In relation to Nick, Coach is kind of like a nasty funhouse mirror – when Nick looks in it, he sees everything that’s wrong with himself. His reflection is wearing a track suit and shouting at him to stop being such a loser. This week, Coach isn’t raggin’ on Nick’s girlfriend, he’s raggin’ on Nick’s body. Coach asks Nick, does he want to be a Dumpling Guy or a Doing Guy? It might be a good question, but it feels mean and shallow. As much as I resent Coach, I do see here that he’s offering a fresh perspective. We’re used to Nick as a hoodie-clad lump; maybe we need to be reminded that as expected as Nick’s behaviour is, maybe it’s not so healthy.

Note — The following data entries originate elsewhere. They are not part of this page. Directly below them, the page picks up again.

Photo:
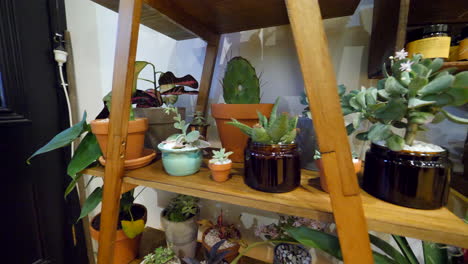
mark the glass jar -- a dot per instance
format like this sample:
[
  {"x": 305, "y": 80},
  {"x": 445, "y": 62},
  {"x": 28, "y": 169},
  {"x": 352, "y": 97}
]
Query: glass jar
[{"x": 272, "y": 168}]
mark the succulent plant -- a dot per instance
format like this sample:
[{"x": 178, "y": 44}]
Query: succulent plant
[
  {"x": 220, "y": 156},
  {"x": 240, "y": 83},
  {"x": 277, "y": 130},
  {"x": 211, "y": 257},
  {"x": 183, "y": 140},
  {"x": 413, "y": 96}
]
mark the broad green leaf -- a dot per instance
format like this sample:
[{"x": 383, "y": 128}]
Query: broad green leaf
[
  {"x": 435, "y": 253},
  {"x": 395, "y": 142},
  {"x": 388, "y": 249},
  {"x": 91, "y": 202},
  {"x": 87, "y": 152},
  {"x": 133, "y": 228},
  {"x": 63, "y": 139},
  {"x": 461, "y": 80},
  {"x": 415, "y": 103},
  {"x": 437, "y": 85},
  {"x": 406, "y": 249},
  {"x": 394, "y": 88},
  {"x": 454, "y": 118},
  {"x": 379, "y": 132}
]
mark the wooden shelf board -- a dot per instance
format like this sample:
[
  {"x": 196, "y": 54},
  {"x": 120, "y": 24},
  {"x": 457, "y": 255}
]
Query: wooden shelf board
[
  {"x": 222, "y": 16},
  {"x": 307, "y": 201}
]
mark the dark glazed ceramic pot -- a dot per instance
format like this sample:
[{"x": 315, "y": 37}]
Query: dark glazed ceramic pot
[
  {"x": 272, "y": 168},
  {"x": 411, "y": 179}
]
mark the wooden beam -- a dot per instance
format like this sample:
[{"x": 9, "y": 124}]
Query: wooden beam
[
  {"x": 207, "y": 75},
  {"x": 127, "y": 38},
  {"x": 321, "y": 89},
  {"x": 178, "y": 16}
]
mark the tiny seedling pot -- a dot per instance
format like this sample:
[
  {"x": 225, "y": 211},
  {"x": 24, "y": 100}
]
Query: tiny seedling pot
[
  {"x": 181, "y": 162},
  {"x": 220, "y": 172},
  {"x": 418, "y": 180},
  {"x": 272, "y": 168}
]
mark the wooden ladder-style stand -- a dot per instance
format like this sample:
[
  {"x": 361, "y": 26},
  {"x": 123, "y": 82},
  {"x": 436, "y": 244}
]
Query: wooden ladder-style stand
[{"x": 321, "y": 87}]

But just like with the strip club, Coach’s antics aren’t really about anyone but himself. He’s bummed. He’s feeling crummy. He’s doubting his talents. But he was absent for the last two seasons, so why should the audience care? There hasn’t been enough development behind Coach for us to have a personal investment in his career or his love life or his self-esteem. All his time on screen feels like it would be better spent on Winston’s pathetic exploits or on Schmidt’s desperate attempts to feel involved with the Loft Crew. Spying alarm clocks and janky wheelchairs are funny, and we understand why they’re important to the overarching concept of the characters. Schmidt is a desperate try-hard who can’t stand to be alone; Winston is a goofy screw-up who’s the butt of every joke. It makes sense. Meanwhile, I don’t understand why Coach is being mean. Each time – last week with both Jess and Nick, this week again with Nick – I don’t immediate think, “Oh, Coach is at it again – covering his sadness and insecurity with macho posturing and insults.” Instead, I just think he’s a dick. So maybe the writers are building something here, but so far it feels forced. We don’t know Coach well enough to accept his quirks and asymmetries.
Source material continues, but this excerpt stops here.